See if you can find each evolutionary step in order. After all, you can always refresh and start over. Good luck, and farewell. Try not to get trapped in so easily, your body gets tired the more active your mind is. The ARPANET (Advanced Research Projects Agency Network), was the first public computer network - specifically designed for researchers/ scientists/ academics to share information and collaborate on research projects. Established in 1969, its lifespan of 20 years saw the first glimpses of an information-based society, and exploration of how technology could work with us as well as for us.
Additionally, it is widely argued that January 1st 1983 is the birthday of the Internet as it was the moment standardised communication between multiple people globally (and at such a large scale) was made, well, public enough for mass consumers to join in on the fun!

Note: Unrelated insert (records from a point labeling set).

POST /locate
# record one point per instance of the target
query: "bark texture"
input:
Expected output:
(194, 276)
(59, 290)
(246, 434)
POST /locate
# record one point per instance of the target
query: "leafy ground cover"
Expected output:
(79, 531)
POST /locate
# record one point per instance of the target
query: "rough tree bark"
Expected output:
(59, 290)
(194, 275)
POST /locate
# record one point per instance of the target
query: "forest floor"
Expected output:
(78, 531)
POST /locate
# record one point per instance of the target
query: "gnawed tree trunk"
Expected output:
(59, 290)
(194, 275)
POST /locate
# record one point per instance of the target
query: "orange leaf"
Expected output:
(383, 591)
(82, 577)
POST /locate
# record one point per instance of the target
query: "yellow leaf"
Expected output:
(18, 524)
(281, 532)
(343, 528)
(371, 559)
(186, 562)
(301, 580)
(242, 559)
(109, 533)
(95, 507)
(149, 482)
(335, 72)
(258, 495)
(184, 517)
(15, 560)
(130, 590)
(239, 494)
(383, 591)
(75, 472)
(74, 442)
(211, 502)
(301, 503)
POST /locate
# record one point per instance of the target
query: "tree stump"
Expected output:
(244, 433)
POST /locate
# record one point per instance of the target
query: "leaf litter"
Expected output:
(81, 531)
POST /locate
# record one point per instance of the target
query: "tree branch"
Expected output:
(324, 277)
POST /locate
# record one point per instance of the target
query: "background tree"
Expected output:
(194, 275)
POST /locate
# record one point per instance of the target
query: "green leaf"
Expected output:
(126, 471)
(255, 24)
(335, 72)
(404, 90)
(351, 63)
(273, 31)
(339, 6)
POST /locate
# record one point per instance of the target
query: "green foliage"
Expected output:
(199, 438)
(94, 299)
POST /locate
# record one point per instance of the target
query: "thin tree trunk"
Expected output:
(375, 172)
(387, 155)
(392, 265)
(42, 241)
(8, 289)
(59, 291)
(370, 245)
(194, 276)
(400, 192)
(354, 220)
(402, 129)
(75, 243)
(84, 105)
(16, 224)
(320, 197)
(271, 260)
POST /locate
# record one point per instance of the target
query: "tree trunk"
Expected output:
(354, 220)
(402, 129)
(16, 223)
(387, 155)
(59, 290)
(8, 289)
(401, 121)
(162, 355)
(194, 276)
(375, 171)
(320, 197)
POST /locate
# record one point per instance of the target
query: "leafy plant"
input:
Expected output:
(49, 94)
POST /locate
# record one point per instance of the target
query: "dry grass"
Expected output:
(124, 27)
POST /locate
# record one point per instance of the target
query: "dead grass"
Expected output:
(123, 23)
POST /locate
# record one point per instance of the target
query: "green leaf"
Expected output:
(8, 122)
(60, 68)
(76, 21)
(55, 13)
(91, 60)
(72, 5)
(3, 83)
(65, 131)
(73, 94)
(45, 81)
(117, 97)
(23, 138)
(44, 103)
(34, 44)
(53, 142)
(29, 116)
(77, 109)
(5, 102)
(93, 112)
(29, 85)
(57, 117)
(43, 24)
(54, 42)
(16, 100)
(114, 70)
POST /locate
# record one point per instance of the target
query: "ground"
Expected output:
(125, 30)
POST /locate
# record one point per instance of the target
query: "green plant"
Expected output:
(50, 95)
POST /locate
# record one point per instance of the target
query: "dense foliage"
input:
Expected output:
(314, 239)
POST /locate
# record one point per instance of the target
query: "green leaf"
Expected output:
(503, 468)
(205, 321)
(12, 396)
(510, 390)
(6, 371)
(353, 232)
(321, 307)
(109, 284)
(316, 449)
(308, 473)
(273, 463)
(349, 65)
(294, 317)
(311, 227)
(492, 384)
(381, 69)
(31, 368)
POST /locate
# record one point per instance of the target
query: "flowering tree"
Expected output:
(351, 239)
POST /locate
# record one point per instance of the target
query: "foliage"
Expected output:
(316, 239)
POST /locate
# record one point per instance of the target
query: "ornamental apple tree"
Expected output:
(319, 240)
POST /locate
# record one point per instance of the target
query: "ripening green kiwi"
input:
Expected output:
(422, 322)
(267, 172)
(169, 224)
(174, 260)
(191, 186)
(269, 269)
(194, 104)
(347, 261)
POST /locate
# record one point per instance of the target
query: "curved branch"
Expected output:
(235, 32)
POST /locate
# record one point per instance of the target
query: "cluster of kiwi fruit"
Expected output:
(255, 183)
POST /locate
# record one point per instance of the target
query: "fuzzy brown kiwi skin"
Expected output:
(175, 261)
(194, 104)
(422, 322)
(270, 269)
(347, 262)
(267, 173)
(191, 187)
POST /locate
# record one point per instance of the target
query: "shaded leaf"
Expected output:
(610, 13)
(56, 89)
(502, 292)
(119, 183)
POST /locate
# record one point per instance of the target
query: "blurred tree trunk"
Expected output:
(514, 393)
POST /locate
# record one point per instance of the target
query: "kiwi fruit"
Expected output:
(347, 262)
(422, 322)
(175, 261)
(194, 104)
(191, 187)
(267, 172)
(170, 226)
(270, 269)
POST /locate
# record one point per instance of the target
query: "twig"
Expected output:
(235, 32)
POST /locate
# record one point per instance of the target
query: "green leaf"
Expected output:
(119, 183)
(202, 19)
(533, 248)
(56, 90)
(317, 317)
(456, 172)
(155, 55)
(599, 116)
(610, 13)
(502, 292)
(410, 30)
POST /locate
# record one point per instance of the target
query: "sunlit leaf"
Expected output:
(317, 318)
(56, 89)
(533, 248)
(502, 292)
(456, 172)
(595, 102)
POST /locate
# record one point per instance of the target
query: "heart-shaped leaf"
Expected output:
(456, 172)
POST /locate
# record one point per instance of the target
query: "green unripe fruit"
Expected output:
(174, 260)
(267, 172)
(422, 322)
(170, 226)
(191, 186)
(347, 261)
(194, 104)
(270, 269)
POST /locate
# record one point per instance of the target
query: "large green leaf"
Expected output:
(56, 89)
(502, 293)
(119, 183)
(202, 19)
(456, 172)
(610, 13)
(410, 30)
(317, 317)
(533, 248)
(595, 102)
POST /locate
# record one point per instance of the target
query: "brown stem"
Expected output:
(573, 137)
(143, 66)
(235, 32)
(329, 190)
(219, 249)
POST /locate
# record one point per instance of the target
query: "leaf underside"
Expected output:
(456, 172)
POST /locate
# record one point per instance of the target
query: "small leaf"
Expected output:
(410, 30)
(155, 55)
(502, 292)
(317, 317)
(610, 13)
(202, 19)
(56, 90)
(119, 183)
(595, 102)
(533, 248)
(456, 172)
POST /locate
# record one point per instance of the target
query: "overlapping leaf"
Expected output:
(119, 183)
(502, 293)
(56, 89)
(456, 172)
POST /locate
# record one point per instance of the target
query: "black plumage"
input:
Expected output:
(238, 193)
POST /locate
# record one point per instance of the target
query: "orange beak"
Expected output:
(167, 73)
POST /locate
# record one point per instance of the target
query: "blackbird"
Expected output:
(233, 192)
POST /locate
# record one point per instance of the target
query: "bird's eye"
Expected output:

It is no surprise that the 1990s saw the Internet burst into the scene with with World Wide Web [created in 1989] gaining traction as the first mass-user friendly interface for accessing information. Thus ending the need to be tech-literate to be online. Enter, the start of the end. The WWW also led to an explosion of websites made by whoever and all over. Additionally, the advent of search engines like Yahoo! and Google meant for the first time, users can pinpoint the information they wanted as well as find something completely new and unexpected.
However, we must also be aware of the rules of the Wild West that was early Internet. Did you know there was several ways of retrieving information online? Even in its early days, there were separate software applications to access the Internet with protocols such as for file retrieval, file transfer, and Gopher - which offered downloadable files alongside content description. Bet it was fun sorting out through every single file you’d need, and then waiting for permission to access it! The vast amount of information available on the Internet can be dizzying. Some authorities estimate the number of documents on the Internet to be in the range of 800 million. Search engines collect information from Web sites and then, more or less, just dump that information into a database. There's more information to choose from in a search engine, but it's more difficult to retrieve relevant information.
Search directories try to impose some sense of order on the information they collect and you're more likely to find information relevant to your research topic, but they don't offer the massive amounts of information that you would find with a search engine. The sites collected are viewed by humans who make decisions about what subject categories the sites might fit into. There are hundreds of these search engines available on the Web, but they all work in unique ways to collect and organise the information found. The information from Web sites might be gathered from all the words in a site, just the first few sentences in the body of a site, or only from the title or metatags (hidden descriptors of a site's content). Different search engines collect different information, that's why you'll get different results from the same search from different search engines.
The new century also brought a surge of creativity as the early 2000s saw some of the very first social media platforms and sites. With the launch of Friendster in 2002, MySpace and Facebook are just some of those that paved the way for consumer culture and the fast-paced, no-nonsense infinite stream of personalised content that we all are used to, and love to have at our fingertips. These platforms allowed users to connect with each other and share information on a massive scale in a way that traditional forms of the Internet never had before. Enter Artificial Intelligence. The newest and shiniest advancement that is also open-source and free to use (to a certain extent) is AI aides who can generate anything you can ever think of! From University essays, to a never-ending parody version of Seinfeld, AI has meant to there never needs to be a reason to actually do anything yourself ever again. Despite some initial generations being less than useful, all you have to do to make quality videos, texts, images, and even voices is to sign up to every AI bot there is, hand over all your details including banking and personal emails, and constantly search specific prompts until you get exactly what you want! After all, you don’t want to be the only person who doesn’t understand how to not do anything yourself.
And now we’re more or less caught up! Who am I kidding, there’s probably been another thousand video uploads, five thousand images, and ten thousand captions written in the time it’s taken you to get to this point. So what are you doing? Hurry up, don’t miss out! You’re not hungry, or tired, your body is just holding you back. Surely there’s a way to become a cyborg by now, or maybe if you become more chronically online you’ll stay here, forever. Get comfy, this is going to be a long ride. So… did you manage to look through everything in time? Or did you get disoriented too fast? It’s okay! The Internet is here to help with every and all the problems you could every had. Just stay right here and it will come to you … eventually.
Now all you have to do is agree to the terms and conditions, and you can get everything at the low, low cost of, well, the true human experience. Because who wants a real life when you could have all this all the time.